On eigenvalues of a high-dimensional spatial-sign covariance matrix

TL;DR

This paper studies the eigenvalue behavior of high-dimensional spatial-sign covariance matrices, showing their eigenvalues converge to a generalized Marcenko-Pastur distribution and establishing a new CLT, with applications in robust high-dimensional shape analysis.

Contribution

It introduces a limit distribution and a CLT for eigenvalues of spatial-sign covariance matrices in high dimensions, with practical robust statistical applications.

Findings

Eigenvalues converge to a generalized Marcenko-Pastur distribution.

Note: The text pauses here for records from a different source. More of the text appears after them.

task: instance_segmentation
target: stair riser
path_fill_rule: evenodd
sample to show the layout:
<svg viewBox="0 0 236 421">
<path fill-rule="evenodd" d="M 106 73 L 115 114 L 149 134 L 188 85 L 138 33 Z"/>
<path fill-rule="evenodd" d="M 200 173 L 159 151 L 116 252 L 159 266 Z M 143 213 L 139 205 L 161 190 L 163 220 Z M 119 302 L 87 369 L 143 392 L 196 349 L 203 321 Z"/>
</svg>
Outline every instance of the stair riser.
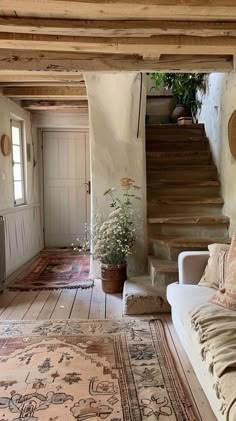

A new central limit theorem for linear spectral statistics is established.

The proposed methods improve robustness against outliers in high-dimensional data.

Abstract

This paper investigates limiting properties of eigenvalues of multivariate sample spatial-sign covariance matrices when both the number of variables and the sample size grow to infinity. The underlying p-variate populations are general enough to include the popular independent components model and the family of elliptical distributions. A first result of the paper establishes that the distribution of the eigenvalues converges to a deterministic limit that belongs to the family of generalized Marcenko-Pastur distributions. Furthermore, a new central limit theorem is established for a class of linear spectral statistics. We develop two applications of these results to robust statistics for a high-dimensional shape matrix. First, two statistics are proposed for testing the sphericity. Next, a spectrum-corrected estimator using the sample spatial-sign covariance matrix is proposed. Simulation experiments show that in high dimension, the sample spatial-sign covariance matrix provides a valid and robust tool for mitigating influence of outliers.